Interestingly, the game that launched the RTS genre was probably greener than any of its successors. In Dune II, you had to win a war on the bleak desert planet of Arrakis. Spice, the precious natural resource with which you built your bases and armies, could be destroyed by errant weapon fire. Your bases were fueled by “windtrap power centers.” And the price for encroaching on the sandy wilderness was the occasional unit being eaten by the planet’s native species, the roving sandworm.



Of course, it took an environment as bleak as Arrakis to force such green thinking. Let’s hope things don’t have to get this bad in the real world to change our thinking.

Wednesday, April 22, 2009

Connection or Confusion?

The first Earth Day took place exactly thirty-nine years ago. Back then, we were worried about regional problems such as pesticides and toxic dumps. We were still unaware of global challenges such as the hole in the ozone layer and climate change.

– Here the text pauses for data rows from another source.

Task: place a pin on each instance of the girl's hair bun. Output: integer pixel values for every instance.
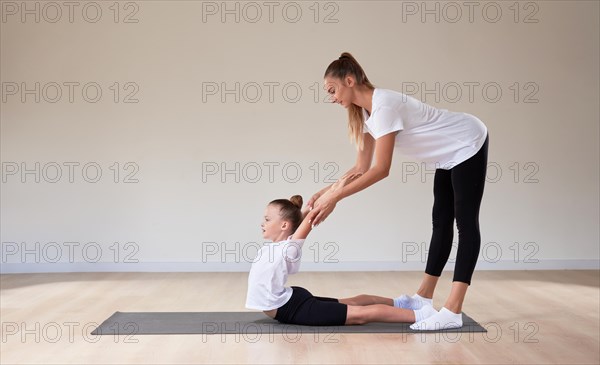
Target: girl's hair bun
(297, 201)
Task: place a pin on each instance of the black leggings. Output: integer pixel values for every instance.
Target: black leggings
(305, 309)
(457, 194)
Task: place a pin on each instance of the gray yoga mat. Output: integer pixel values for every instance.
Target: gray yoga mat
(246, 323)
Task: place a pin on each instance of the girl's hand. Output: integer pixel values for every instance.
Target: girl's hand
(324, 206)
(312, 200)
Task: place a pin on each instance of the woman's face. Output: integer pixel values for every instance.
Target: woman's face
(340, 91)
(272, 224)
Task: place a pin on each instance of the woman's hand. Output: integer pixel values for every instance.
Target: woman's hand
(313, 199)
(325, 204)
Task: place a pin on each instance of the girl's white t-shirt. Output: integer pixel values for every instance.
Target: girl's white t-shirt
(438, 137)
(268, 274)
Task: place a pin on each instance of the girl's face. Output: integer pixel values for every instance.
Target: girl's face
(273, 227)
(340, 91)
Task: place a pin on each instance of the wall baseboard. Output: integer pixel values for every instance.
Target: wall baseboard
(20, 268)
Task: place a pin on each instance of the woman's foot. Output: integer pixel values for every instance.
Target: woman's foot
(442, 320)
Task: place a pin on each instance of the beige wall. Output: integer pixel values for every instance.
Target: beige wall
(178, 59)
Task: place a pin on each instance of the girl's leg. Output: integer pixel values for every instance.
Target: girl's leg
(386, 313)
(365, 299)
(378, 313)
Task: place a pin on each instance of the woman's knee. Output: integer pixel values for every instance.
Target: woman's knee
(357, 315)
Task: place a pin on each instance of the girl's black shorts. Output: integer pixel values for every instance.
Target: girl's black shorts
(303, 308)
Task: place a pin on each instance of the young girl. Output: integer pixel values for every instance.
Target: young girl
(287, 226)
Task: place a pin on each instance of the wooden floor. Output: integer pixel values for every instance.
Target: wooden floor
(532, 317)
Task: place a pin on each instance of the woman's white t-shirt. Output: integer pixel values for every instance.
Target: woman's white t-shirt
(438, 137)
(268, 274)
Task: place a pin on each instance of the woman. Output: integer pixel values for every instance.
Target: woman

A couple of years later, Pong became the first commercially successful video game. As video arcades grew and video games became more sophisticated, many people thought gaming was a fad or suspicious pastime. Even those who attained the rank of Space Avenger on Gorf had no idea how ubiquitous gaming PCs and consoles would become.

Today, the environment is a bigger issue than ever before. Games rival Hollywood in the entertainment field. Am I seriously implying a connection between these two subjects by putting them together? At first, I thought it was silly to do so. As this year's Earth Day drew near, though, I thought of ways in which gaming and the environment affect each other. For example, the digital distribution of games could be better for the environment than retail and mail-order distribution. Conversely, some games, such as Sid Meier's Civilization series, present players with environmental challenges such as pollution and global warming.

This blog will explore the connections between our virtual lives and the real environment. Some of these connections will be tenuous, even ridiculous, but still fun to think about. Others will make sense and may even lead to improvement in our lives. Most of these connections will fall under the following subjects:
  • The environmental effects of the gaming industry and hobby
  • The environmental advantages of digital distribution
  • Games that address environmental issues
  • How to be a greener gamer
My goal is to write an article about these subjects on a weekly basis, with the occasional non-gaming or non-environmental post thrown in just for fun.

I'll close with some green advice on this Earth Day. Tips on going green abound on the Internet, so I'll just make one suggestion. If your home or workplace tends to leave its PCs on 24 hours a day, find out why. If the PCs aren't running critical applications, have them shut down tonight. See how that works for you, then consider shutting them down every night.